I am posting after almost 6 months - in the meantime, I have moved law firms and have a new set of responsibilities. My NBFC focus at work has decreased a little but I continue to monitor the sector.
Amongst interesting developments, there is the RBI 'moratorium' on registering new NBFCs instituted through the First Bi-monthly Monetary Policy Statement, 2014-15. This was in view of the fact that the law relating to NBFCs is due for a complete overhaul which remains pending.

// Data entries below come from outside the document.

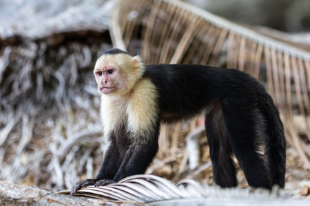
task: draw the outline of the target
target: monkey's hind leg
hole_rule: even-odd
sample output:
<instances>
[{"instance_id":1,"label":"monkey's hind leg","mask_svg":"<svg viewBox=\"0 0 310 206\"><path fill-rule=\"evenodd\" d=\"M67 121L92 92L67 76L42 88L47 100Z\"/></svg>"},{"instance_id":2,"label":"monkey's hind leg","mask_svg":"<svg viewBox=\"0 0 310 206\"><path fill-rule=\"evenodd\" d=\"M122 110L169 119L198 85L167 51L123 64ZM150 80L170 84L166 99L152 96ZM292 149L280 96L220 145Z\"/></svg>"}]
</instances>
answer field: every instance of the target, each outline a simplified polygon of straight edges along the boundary
<instances>
[{"instance_id":1,"label":"monkey's hind leg","mask_svg":"<svg viewBox=\"0 0 310 206\"><path fill-rule=\"evenodd\" d=\"M249 185L271 189L269 170L260 153L258 113L249 100L223 101L223 113L228 137Z\"/></svg>"},{"instance_id":2,"label":"monkey's hind leg","mask_svg":"<svg viewBox=\"0 0 310 206\"><path fill-rule=\"evenodd\" d=\"M285 185L286 141L279 113L271 97L260 98L258 108L262 118L260 130L264 137L265 152L271 184Z\"/></svg>"},{"instance_id":3,"label":"monkey's hind leg","mask_svg":"<svg viewBox=\"0 0 310 206\"><path fill-rule=\"evenodd\" d=\"M205 124L216 184L222 187L237 186L236 165L220 102L214 103L211 110L207 112Z\"/></svg>"}]
</instances>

The RBI has now issued a notification relating to mergers and acquisitions involving NBFCs. This now makes mergers and acquisitions relating to NBFCs (whether deposit accepting or not) subject to prior approval of the RBI. The policy rationale behind this approach is to ensure that the acquirer / resulting entity following the merger/ acquisition is a “fit and proper person” that has the necessary qualifications to carry on the business of the NBFCs, and such that a transaction is not prejudicial to public interest or the interest of depositors. Interestingly, the RBI notification defines “control” as having the same meaning assigned to it in the SEBI Takeover Regulations. Therefore, any type of control over management and policy decisions of the company, whether through acquisition of shares or through other means such as shareholder agreements could fall within the purview of the RBI approval requirement. Hence, even acquisitions of minority stakes in NBFCs may be subject to scrutiny if they are accompanied by significant rights granted to acquirers/ investors through protective provisions such as board nominations, quorum rights, veto rights and the like that may be contained in shareholders’ (or similar) agreements or in the articles of association of companies. In other words, the approval requirement may be triggered not just for outright acquisitions or takeovers but also investments that are accompanied by significant protective rights to the investors.